Add iterables to global Conf.

start(**kwargs)[source]

Start the streams.

class snapstream.core.ITopic(name: str, conf: Dict[str, Any] = {}, offset: int | None = None, codec: ICodec | None = None, **kwargs: Dict[str, Any])[source]

Bases: object

Base class for topic implementations.

abstract create_topic(name: str, *args: Any, **kwargs: Dict[str, Any]) None[source]

Create topic.

  • Should allow *args, **kwargs passthrough to kafka client.

  • Should log warning if topic already exists.

class snapstream.core.Topic(name: str, conf: dict = {}, offset: int | None = None, codec: ~snapstream.codecs.ICodec | None = None, flush_timeout: float = -1.0, poll_timeout: float = 1.0, pusher=<function _producer_handler>, poller=<function _consumer_handler>, dry: bool = False, raise_error: bool = False, commit_each_message: bool = False)[source]

Bases: ITopic

Act as a consumer and producer.

>>> topic = Topic('emoji', {
...     'bootstrap.servers': 'localhost:29091',
...     'auto.offset.reset': 'earliest',
...     'group.id': 'demo',
... })

Loop over topic (iterable) to consume from it:

>>> for msg in topic:               
...     print(msg.value())

Call topic (callable) with data to produce to it:

>>> topic({'msg': 'Hello World!'})  
admin()[source]

Get admin client.

property consumer: Consumer | None

Get underlying consumer object.

create_topic(*args, **kwargs) None[source]

Create topic.

property producer: Producer

Get underlying producer object.

snapstream.utils module

Snapstream utilities.

class snapstream.utils.KafkaIgnoredPropertyFilter(name='')[source]

Bases: Filter

Filter out specific kafka logging.

filter(record)[source]

Suppress CONFWARN messages with specific config keys.

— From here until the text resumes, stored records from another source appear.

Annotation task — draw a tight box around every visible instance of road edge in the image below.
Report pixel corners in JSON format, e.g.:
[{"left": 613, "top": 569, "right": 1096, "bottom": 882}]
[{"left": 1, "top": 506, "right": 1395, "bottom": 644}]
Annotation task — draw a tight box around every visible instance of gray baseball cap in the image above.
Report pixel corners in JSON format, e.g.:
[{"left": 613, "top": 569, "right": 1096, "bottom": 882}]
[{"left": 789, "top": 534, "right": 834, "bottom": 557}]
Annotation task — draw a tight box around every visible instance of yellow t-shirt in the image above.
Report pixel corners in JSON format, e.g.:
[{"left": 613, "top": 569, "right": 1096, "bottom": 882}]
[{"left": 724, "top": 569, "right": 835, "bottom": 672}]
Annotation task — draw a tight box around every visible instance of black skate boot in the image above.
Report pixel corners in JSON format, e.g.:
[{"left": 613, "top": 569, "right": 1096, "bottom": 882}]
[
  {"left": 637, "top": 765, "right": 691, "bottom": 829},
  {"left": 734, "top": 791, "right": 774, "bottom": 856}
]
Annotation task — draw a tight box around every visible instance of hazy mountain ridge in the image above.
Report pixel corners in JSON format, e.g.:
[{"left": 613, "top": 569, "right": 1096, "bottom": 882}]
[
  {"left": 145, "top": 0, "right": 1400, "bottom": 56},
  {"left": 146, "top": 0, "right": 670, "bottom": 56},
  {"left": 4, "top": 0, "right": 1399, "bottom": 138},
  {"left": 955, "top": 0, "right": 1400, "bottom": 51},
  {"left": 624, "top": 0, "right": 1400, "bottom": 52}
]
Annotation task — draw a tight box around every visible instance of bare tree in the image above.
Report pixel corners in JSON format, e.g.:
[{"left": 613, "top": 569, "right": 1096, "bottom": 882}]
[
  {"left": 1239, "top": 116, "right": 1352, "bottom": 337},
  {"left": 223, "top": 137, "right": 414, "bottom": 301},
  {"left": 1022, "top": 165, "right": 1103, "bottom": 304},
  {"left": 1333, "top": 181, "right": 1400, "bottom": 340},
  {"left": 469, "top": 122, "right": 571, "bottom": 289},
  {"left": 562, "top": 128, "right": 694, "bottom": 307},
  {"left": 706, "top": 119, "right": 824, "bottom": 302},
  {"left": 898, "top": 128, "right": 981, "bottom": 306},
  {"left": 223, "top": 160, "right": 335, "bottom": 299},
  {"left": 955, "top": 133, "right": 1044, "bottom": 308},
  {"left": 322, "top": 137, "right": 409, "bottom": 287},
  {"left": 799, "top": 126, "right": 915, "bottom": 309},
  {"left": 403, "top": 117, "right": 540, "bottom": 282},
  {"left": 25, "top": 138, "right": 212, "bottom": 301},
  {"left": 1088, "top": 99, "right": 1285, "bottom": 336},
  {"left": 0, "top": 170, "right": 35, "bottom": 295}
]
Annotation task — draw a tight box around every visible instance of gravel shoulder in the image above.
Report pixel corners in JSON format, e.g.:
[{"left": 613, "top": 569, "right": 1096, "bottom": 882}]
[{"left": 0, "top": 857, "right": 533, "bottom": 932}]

class snapstream.utils.Singleton(name, bases, dct)[source]

Bases: type

Maintain a single instance of a class.

snapstream.utils.folder_size(folder: str, unit='mb')[source]

Get size of folder.

snapstream.utils.get_prefixed_variables(prefix: str, secrets_base_path='', key_sep='.') dict[source]

Get environment or file variables having prefix.

>>> environ['DEFAULT_EXAMPLE'] = 'test'
>>> get_prefixed_variables(prefix='DEFAULT_')
{'example': 'test'}
>>> del environ['DEFAULT_EXAMPLE']
snapstream.utils.get_variable(secret: str, secrets_base_path='', required=False) str | None[source]

Get environment or file variable.

snapstream.utils.with_type_hint(func: Callable[[...], Any]) Callable[[...], Any][source]

Retain function types after applying decorators.